After spending the last month or so banging on about my own book and trying to cajole, persuade, harangue and generally pester anybody and everybody into buying it I’m now going to recommend somebody else’s. That doesn’t mean you shouldn’t still go and buy mine because we both know you should if you haven’t done already so, just that maybe you could read 2 books one after the other. The book I am going to suggest may well be wittier, more informative and more compassionate than mine, but I’m sad to say it has almost zero run on sentences, so it’s not all good.

 

I hope that brilliant intro now has you whipped up into literary feeding frenzy not seen since Saldam Rushdie inadvertently agreed to do a book signing in the Tehran branch of Barnes & Noble.

 

“So what is this book?” you ask whilst gently frothing at the mouth “And more importantly, what’s it about?”

 

It’s a book on NLP and therapy!

 

Don’t groan at me!
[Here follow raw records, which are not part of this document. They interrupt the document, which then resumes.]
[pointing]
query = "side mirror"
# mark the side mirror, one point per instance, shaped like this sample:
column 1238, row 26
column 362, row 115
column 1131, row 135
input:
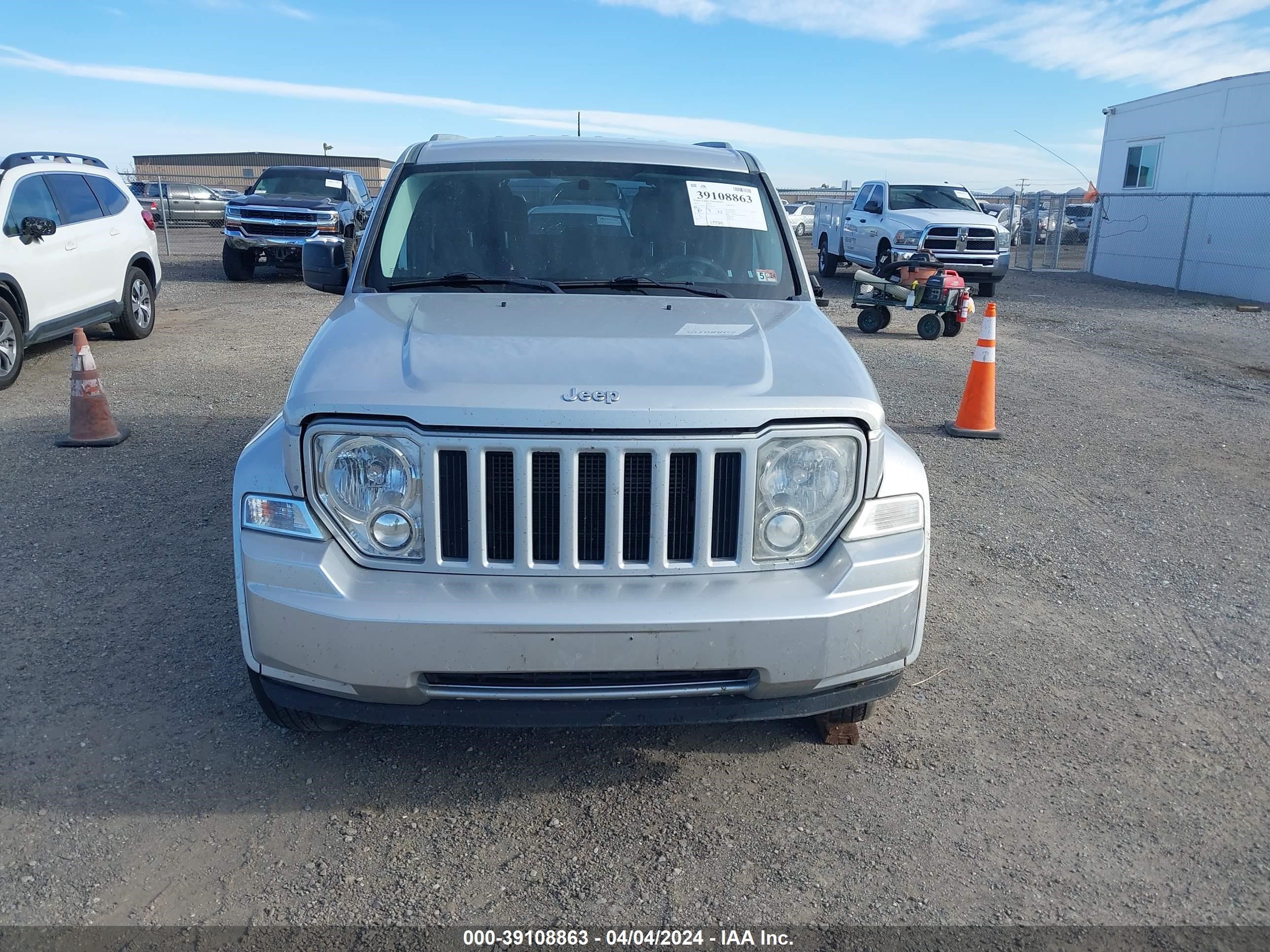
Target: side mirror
column 35, row 228
column 324, row 266
column 818, row 292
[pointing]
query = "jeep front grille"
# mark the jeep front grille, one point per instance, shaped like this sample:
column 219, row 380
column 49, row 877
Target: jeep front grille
column 281, row 215
column 259, row 229
column 577, row 504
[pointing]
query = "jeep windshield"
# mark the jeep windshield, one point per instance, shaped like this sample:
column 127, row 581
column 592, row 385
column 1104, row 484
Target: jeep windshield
column 587, row 228
column 300, row 184
column 905, row 199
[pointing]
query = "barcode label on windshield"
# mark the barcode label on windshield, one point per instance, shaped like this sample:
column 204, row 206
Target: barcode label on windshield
column 718, row 205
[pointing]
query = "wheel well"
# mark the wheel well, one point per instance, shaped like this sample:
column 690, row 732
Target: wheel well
column 14, row 300
column 145, row 265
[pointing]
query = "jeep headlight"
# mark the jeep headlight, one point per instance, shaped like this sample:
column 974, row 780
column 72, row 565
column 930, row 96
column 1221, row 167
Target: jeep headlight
column 803, row 488
column 373, row 488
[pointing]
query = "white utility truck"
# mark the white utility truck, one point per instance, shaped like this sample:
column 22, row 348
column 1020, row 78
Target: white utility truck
column 889, row 223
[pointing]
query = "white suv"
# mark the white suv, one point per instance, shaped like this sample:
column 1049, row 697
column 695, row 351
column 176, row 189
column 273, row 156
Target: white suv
column 76, row 249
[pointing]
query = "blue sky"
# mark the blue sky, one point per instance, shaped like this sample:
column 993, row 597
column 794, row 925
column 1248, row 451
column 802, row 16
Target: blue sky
column 821, row 91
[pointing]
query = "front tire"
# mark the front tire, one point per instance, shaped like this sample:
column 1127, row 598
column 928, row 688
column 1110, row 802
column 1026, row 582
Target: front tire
column 239, row 266
column 13, row 345
column 826, row 263
column 139, row 307
column 291, row 719
column 873, row 319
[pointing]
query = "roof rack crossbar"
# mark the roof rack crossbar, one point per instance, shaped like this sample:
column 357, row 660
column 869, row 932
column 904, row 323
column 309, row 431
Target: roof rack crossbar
column 32, row 158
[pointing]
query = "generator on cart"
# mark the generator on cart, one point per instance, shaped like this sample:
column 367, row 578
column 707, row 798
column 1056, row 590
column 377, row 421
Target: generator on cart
column 918, row 283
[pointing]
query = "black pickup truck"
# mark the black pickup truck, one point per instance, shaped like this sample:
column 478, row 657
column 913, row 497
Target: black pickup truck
column 287, row 206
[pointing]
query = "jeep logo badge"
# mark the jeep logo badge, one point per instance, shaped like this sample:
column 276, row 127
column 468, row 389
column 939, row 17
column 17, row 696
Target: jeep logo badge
column 596, row 397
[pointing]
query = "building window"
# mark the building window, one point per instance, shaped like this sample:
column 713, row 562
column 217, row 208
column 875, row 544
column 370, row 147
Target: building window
column 1139, row 168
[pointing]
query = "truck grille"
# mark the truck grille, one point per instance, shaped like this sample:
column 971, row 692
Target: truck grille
column 281, row 215
column 570, row 506
column 951, row 238
column 270, row 230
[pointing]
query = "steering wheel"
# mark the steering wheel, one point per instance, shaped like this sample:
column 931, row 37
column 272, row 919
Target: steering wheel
column 690, row 267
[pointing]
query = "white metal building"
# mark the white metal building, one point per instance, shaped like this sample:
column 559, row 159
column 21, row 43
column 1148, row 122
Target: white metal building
column 1163, row 158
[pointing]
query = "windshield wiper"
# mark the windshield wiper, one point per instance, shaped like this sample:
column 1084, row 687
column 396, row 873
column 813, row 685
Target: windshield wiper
column 458, row 280
column 629, row 282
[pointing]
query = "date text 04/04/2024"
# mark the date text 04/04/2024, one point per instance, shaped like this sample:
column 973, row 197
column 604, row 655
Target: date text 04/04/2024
column 529, row 938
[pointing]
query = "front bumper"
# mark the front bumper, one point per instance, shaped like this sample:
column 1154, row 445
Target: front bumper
column 317, row 620
column 248, row 243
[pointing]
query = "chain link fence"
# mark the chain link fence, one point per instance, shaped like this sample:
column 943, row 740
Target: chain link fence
column 1213, row 243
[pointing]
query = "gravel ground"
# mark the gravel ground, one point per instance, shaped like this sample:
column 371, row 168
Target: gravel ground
column 1077, row 744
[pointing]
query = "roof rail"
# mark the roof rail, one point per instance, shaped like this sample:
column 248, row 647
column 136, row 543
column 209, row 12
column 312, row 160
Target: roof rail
column 32, row 158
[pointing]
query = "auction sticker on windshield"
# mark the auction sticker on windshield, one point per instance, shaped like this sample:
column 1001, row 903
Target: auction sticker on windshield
column 719, row 205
This isn’t just any book on NLP and therapy, it’s a brilliant book on NLP and therapy, a groundbreaking book and a really great read to boot, and anyway, at least it’s not on life coaching. Most books on NLP tend to be a tad dry and aimed squarely at the NLP Practitioner rather than for mass consumption. There are exceptions of course, most notably some work by Richard Bandler, but on the whole unless you actually want to learn NLP then the great books on the subject are not going to have you rolling around the floor laughing like a hyena on nitrous oxide.

 

The Rainbow Machine by Andrew Austin makes a refreshing change. I have to say that a basic knowledge of NLP will certainly help you enjoy it ,but it’s not an absolutely necessity and anyway a 30 minute scour of the Internet would reveal enough material to allow you to understand some of the phrases he uses. As a somewhat unorthodox NLP Practitioner and therapist, Andy Austin relays some of the more amusing, harrowing and down right interesting encounters that he has had. I hate reviewing books critically because I’m lazy and anyway to me it’s much more simple than that. The key questions are this:

 

Is it amusing – Yes
It is well written – Yes
Is it informative and informed – Yes
Does it demonstrate compassion – Yes
Is it a page-turner – Yes
Is it accessible – Yes
Does it get you to think differently – Yes
Has it got pictures of cute penguins – No

 

So if points 1-7 are important and you can live without 8, go and buy it. If you need 8 as well then go and buy Happy Feet.